WTO negotiator Santiago Wills sees “landing zones” for agreement curbing harmful fishing subsidies

The chair of the World Trade Organization negotiations to eliminate fishery subsidies, Santiago Wills, is optimistic a deal can be reached soon.

The chair of the World Trade Organization negotiations to eliminate fishery subsidies has said he has a “strong sense of optimism” that a deal can be done before an upcoming ministerial meeting.

Santiago Wills, who recently extended the amount of time delegates have before the latest draft text is published, said there had been “progress in finding landing zones” for wording on opt-outs for developing nations and methodologies for outlining definitions of illegal and sustainable fishing.

Wills has set the new target for an agreement at 30 November, when a ministerial meeting is scheduled to take place. According to Wills, the coming weeks will "not be easy.”

Fleets in several WTO member states currently depend on subsidies for fuel and for fleet development to remain profitable. Several large listed Chinese fishing firms regularly report losses even with subsidies and tax-free landing of catches.

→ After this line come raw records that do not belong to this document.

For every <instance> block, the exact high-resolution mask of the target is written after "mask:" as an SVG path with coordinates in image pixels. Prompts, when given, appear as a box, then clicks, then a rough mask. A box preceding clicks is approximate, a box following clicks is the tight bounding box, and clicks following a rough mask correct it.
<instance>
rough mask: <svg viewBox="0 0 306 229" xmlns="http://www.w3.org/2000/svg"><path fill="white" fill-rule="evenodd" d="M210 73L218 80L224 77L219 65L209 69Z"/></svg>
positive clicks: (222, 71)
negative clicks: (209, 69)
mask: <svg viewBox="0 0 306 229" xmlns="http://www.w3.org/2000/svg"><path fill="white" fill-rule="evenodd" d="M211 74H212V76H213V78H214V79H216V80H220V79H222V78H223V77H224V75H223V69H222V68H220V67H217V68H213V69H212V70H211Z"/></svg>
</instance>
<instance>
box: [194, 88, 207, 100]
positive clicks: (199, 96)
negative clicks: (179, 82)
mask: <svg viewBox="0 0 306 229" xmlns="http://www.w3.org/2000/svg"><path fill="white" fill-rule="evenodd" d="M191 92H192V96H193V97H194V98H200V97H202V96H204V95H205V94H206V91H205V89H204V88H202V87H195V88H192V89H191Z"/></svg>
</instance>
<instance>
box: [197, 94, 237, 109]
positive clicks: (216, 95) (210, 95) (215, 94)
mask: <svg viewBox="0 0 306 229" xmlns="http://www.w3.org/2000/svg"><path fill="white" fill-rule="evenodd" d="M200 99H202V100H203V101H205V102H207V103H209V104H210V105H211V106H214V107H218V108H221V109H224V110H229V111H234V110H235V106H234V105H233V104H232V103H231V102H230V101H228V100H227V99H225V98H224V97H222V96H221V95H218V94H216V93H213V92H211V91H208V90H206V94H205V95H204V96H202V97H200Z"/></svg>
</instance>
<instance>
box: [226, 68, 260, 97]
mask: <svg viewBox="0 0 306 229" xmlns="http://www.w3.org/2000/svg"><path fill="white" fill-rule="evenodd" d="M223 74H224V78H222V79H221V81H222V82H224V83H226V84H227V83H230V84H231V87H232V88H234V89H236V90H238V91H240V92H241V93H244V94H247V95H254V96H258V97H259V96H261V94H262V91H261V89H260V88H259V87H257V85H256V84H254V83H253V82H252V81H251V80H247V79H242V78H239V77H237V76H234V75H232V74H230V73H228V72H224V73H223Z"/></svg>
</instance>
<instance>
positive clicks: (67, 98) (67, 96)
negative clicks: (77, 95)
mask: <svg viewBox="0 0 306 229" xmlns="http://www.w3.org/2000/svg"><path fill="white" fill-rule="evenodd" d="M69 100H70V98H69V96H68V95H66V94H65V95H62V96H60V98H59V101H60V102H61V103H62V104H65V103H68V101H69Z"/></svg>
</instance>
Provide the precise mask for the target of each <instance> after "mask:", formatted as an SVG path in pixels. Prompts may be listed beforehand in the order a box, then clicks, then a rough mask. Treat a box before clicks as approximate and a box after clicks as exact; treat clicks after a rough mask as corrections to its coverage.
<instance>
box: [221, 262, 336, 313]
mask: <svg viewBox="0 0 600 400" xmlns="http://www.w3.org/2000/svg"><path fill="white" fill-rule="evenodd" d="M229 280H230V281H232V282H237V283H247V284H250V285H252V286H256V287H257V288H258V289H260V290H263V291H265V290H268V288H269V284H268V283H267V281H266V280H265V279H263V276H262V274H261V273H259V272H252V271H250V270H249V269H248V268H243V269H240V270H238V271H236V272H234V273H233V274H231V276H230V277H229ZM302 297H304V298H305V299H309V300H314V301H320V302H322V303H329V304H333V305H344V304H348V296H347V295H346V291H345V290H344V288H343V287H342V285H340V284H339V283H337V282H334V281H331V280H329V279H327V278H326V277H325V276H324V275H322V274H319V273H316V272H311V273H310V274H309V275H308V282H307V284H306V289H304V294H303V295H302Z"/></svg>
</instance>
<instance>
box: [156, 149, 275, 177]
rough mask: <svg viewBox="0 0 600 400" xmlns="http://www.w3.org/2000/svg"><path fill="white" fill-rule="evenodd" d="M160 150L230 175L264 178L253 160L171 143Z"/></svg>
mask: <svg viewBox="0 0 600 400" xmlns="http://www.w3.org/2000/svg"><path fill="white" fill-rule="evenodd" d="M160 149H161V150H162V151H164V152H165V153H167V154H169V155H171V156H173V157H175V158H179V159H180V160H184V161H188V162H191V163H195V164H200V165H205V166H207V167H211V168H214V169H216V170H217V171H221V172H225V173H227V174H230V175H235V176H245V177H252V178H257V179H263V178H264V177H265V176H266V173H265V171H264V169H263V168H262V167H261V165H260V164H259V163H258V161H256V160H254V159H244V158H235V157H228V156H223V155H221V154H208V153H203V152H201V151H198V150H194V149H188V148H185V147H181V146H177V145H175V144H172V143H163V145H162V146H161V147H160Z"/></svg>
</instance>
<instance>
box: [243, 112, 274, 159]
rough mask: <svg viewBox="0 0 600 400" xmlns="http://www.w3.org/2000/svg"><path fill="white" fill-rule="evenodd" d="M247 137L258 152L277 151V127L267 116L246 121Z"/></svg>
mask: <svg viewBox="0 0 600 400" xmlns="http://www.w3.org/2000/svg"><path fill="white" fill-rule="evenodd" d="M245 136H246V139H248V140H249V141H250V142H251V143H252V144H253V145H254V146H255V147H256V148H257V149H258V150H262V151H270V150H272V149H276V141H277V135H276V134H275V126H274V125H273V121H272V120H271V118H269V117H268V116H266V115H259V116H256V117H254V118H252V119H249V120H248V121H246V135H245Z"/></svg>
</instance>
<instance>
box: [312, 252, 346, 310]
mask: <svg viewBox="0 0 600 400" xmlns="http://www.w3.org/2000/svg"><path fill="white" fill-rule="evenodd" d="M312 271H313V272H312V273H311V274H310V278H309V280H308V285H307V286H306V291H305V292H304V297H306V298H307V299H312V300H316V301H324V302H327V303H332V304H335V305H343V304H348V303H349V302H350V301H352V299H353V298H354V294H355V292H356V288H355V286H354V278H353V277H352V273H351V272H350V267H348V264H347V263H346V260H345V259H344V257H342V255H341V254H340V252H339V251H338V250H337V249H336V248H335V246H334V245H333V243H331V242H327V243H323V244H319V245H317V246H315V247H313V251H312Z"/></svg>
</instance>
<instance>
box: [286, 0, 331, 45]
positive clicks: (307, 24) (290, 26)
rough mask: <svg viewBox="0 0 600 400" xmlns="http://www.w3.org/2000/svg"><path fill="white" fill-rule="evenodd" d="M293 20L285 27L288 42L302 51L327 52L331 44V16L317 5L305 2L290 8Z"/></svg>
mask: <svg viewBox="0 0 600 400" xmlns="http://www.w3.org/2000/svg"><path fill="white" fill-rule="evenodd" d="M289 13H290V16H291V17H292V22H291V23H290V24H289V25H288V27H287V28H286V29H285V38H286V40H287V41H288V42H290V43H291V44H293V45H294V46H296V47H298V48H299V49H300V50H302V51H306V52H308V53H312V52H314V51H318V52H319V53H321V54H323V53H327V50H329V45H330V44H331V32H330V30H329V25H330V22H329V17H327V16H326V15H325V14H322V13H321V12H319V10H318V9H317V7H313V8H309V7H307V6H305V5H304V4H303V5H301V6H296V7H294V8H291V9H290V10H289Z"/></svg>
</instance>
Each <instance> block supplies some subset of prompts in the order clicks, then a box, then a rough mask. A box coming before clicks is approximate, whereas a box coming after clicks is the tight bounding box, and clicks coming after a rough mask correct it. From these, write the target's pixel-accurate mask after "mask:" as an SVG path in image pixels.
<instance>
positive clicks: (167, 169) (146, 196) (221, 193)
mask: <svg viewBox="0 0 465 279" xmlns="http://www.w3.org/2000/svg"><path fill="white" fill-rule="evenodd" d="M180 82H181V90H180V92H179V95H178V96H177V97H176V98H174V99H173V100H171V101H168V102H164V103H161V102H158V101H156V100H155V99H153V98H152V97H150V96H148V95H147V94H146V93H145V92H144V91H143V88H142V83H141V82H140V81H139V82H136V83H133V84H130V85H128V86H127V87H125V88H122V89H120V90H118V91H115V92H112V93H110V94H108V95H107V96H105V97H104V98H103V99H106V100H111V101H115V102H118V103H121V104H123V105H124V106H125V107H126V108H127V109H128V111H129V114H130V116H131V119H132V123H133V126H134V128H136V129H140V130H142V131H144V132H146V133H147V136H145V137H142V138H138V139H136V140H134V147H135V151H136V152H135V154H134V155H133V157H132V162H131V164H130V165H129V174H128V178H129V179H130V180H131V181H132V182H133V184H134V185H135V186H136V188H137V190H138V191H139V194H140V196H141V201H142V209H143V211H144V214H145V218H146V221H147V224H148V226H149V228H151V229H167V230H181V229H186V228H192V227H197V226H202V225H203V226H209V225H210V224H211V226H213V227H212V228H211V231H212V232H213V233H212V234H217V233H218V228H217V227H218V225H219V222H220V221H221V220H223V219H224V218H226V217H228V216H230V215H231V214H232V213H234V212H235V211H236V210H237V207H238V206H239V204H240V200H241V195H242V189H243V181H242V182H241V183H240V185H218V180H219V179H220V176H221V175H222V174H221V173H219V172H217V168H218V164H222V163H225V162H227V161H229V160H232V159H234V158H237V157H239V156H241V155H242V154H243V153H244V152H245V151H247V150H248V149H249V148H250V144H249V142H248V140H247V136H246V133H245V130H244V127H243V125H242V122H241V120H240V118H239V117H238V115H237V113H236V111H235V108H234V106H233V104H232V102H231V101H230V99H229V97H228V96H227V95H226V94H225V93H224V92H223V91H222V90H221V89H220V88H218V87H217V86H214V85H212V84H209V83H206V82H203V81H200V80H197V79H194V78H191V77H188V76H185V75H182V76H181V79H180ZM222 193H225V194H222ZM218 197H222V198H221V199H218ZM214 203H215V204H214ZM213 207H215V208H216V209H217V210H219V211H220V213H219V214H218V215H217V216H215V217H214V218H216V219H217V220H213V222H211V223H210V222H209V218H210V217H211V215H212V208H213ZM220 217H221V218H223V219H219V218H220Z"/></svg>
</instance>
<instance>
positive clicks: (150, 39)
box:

Upping the urgency for a deal, 300 scientists from across the world have published a letter in Science calling for an end to harmful subsidies to “curb overfishing, biodiversity degradation, and loss and CO2 emissions.” That letter demands an end to all subsidies to distant-water fleets and for price supports that keep prices for catches “artificially high.” The scientists back exemptions for developing-nation subsistence fishing, but only if exemptions are decoupled from incentives to overfishing.

Spain, as the top recipient of subsidies from the European Union, the world’s third-largest source of harmful subsidies – according to the Science letter – could play a “leading role” at the talks, according to University of Santiago de Compostela Professor Sebastian Villasante, one of the signatories of the letter. He said harmful subsidies were public monies being used to support overfishing and “inefficient” fishing fleets. 

Recent research by The Pew Charitable Trusts has shown that an elimination of all harmful subsidies would lead to a 12.5 percent increase in fishery biomass by 2050.